Fronten, Gräben und tiefe Wunden: Der Krieg in der Ukraine wütet nicht nur auf Schlachtfeldern, sondern auch in unzähligen Familien. rbb-Reporterin Daria Gomelskaia erlebt das schmerzhaft am eigenen Leib.

Der Morgen des 24. Februars 2022 beginnt für mich mit der sms eines Freundes aus Erlangen: "Liebe Daria, ich denke heute an dich und deine Familie […] es ist ein trauriger Tag für die Menschheit." Die Nachricht erreicht mich am anderen Ende der Welt in einer Lehmhütte in Ghana. Mein erster Urlaub seit Jahren, weit weg von Horrormeldungen und trübem Februarwetter. Doch die Realität holt mich innnerhalb von Sekunden ein. Von hier an beginnt die Erinnerung zu verschwimmen.

Zur Person

Daria Gomelskaia 2024 in Berlin. (Quelle: rbb)
rbb

Daria Gomelskaia (36) ist in der Ukraine geboren und lebt seit 33 Jahren in Berlin. Sie arbeitet als Reporterin und Redakteurin für die rbb-Hörfunkwelle Radioeins.

Sommerferien auf beiden Seiten

Ich bin in der ukrainischen Stadt Charkiw geboren. Früher musste ich deutschen Freunden erklären, wo das liegt – heute hat meine Heimatstadt traurige Bekanntheit erlangt.

Ich war vier Jahre alt, als ich mit meinen Eltern und meiner Schwester die im Zerfall begriffene Sowjetunion verlassen habe: Als jüdische Kontingentflüchtlinge sind wir 1991 nach Berlin immigriert.

Die Familie meines Vaters kommt aus dem ukrainischen Charkiw, die meiner Mutter aus dem russischen Belgorod.
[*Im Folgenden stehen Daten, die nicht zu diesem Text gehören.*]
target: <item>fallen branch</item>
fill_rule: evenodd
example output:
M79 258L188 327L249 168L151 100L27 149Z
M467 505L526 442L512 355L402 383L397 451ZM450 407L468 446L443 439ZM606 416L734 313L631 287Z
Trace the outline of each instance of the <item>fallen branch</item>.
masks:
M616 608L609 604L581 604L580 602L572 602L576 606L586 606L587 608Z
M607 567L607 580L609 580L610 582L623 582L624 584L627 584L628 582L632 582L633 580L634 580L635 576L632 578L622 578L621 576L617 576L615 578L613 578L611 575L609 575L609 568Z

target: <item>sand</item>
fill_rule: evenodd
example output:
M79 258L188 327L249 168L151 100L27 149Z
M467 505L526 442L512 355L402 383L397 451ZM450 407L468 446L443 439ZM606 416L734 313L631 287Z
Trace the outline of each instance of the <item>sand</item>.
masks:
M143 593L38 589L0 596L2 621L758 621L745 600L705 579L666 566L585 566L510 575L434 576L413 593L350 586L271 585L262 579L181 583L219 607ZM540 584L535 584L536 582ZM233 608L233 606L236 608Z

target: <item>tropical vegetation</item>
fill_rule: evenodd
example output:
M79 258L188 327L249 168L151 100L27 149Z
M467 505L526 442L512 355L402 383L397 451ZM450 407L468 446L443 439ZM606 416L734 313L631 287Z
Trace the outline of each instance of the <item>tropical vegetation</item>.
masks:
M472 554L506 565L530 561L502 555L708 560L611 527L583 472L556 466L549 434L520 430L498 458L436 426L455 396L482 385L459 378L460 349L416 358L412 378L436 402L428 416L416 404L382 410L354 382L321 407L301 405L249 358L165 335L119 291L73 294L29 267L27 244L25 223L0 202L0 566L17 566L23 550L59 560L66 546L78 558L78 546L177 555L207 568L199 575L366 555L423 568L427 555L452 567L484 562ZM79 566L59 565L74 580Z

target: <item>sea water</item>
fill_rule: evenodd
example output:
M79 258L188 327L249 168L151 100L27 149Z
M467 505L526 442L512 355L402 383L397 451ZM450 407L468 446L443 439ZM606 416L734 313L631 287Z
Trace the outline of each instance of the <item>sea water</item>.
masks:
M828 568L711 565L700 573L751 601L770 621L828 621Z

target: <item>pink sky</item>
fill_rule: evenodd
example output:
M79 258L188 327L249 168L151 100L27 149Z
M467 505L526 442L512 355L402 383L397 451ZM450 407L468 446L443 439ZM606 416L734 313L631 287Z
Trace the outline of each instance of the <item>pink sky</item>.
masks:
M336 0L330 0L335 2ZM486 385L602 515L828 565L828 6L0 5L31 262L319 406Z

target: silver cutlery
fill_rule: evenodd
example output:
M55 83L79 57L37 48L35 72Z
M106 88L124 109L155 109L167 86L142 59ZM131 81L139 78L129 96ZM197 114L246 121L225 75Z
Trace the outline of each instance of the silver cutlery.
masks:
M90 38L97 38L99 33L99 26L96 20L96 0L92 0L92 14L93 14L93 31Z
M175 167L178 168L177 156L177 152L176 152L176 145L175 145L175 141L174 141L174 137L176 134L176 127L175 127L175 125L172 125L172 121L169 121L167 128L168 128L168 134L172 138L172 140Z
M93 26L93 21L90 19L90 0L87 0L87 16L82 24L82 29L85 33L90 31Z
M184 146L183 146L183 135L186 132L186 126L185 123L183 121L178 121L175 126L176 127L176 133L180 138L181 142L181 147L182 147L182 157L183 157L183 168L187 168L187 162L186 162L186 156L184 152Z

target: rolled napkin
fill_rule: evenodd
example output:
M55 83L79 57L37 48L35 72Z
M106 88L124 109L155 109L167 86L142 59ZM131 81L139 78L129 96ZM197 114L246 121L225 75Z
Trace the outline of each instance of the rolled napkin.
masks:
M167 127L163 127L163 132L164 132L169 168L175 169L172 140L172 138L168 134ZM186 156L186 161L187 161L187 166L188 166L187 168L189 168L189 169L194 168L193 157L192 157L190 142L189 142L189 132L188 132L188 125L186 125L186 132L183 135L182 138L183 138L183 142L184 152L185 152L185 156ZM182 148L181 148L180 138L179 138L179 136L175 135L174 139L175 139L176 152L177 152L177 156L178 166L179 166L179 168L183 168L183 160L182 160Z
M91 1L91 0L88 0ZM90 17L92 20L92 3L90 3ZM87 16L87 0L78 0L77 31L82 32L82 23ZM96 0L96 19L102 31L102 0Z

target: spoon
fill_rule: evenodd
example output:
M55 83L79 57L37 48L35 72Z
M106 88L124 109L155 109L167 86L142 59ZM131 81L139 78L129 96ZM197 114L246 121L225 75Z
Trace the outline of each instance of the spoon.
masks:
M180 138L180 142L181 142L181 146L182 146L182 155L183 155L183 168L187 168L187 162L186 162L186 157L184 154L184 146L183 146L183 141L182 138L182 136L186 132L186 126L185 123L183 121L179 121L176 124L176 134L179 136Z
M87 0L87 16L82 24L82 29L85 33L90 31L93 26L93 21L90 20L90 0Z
Aber eine spürbare Grenze gab es in meiner Familie bis vor zwei Jahren nie - Verwandte mütterlicher- und väterlicherseits lebten auf beiden Seiten der Grenze, ungeachtet ihrer Herkunft.

Meine Kindheit ist geprägt von Erinnerungen an die Sommerferien, die wir regelmäßig bei meiner Familie in Russland und der Ukraine verbracht haben. Erinnerungen, die heute schmerzen.

"Ihr bombardiert Euch selbst"

Als mich die Nachricht erreicht, dass die russische Armee die gesamte Ukraine angreift, nehme ich sofort Kontakt zu meiner ukrainischen Familie auf. Die Frage, die ich von jetzt an täglich stellen werde: "Lebt Ihr noch?" In den Wochen und Monaten nach dem 24. Februar setze ich Himmel und Hölle in Bewegung, um die mir nahen Menschen aus dem Kriegsgebiet zu evakuieren: Tanten, Cousinen und Freundinnen mit ihren Kindern. Ich lotse sie per Telefon quer durch die Ukraine - vom Osten bis zur polnischen Grenze im Westen.

Auch zu meiner russischen Familie nehme ich sofort Kontakt auf. Die Reaktion, die ich ausnahmslos von allen bekomme, ist bestürzend. Krieg? Nein, eine "Spezialoperation", um die Ukraine von ihrem "faschistischen Regime" zu befreien.

Am 24. Februar telefoniert meine russische Tante mit ihrer Nichte in der Ukraine. Nichte: "Wir werden bombardiert – die russische Armee greift Charkiw an!" Tante (lacht): "Nein, das ist nur westliche Propaganda." Bei meiner Nichte im Hintergrund: Bombenhagel und Sirenengeheul. Nichte: "Aber du kannst es doch hören!" Tante: "Das ist eure eigene faschistische Regierung. Ihr bombardiert euch selbst."

Die Macht der Propaganda

Die ersten Wochen und Monate nach dem 24. Februar habe ich versucht, mit meiner Familie in Russland zu reden und sie vor Putins Regierung zu warnen. Denn auch um meine russische Familie hatte ich große Angst. Und was, wenn sich plötzlich ukrainische und russische Cousins an der Front gegenüberstehen und aufeinander schießen müssen? Doch meine Worte drangen nicht zu ihnen durch. Irgendwann musste ich mir erschöpft eingestehen: Ich habe die Macht der russischen Propaganda unterschätzt.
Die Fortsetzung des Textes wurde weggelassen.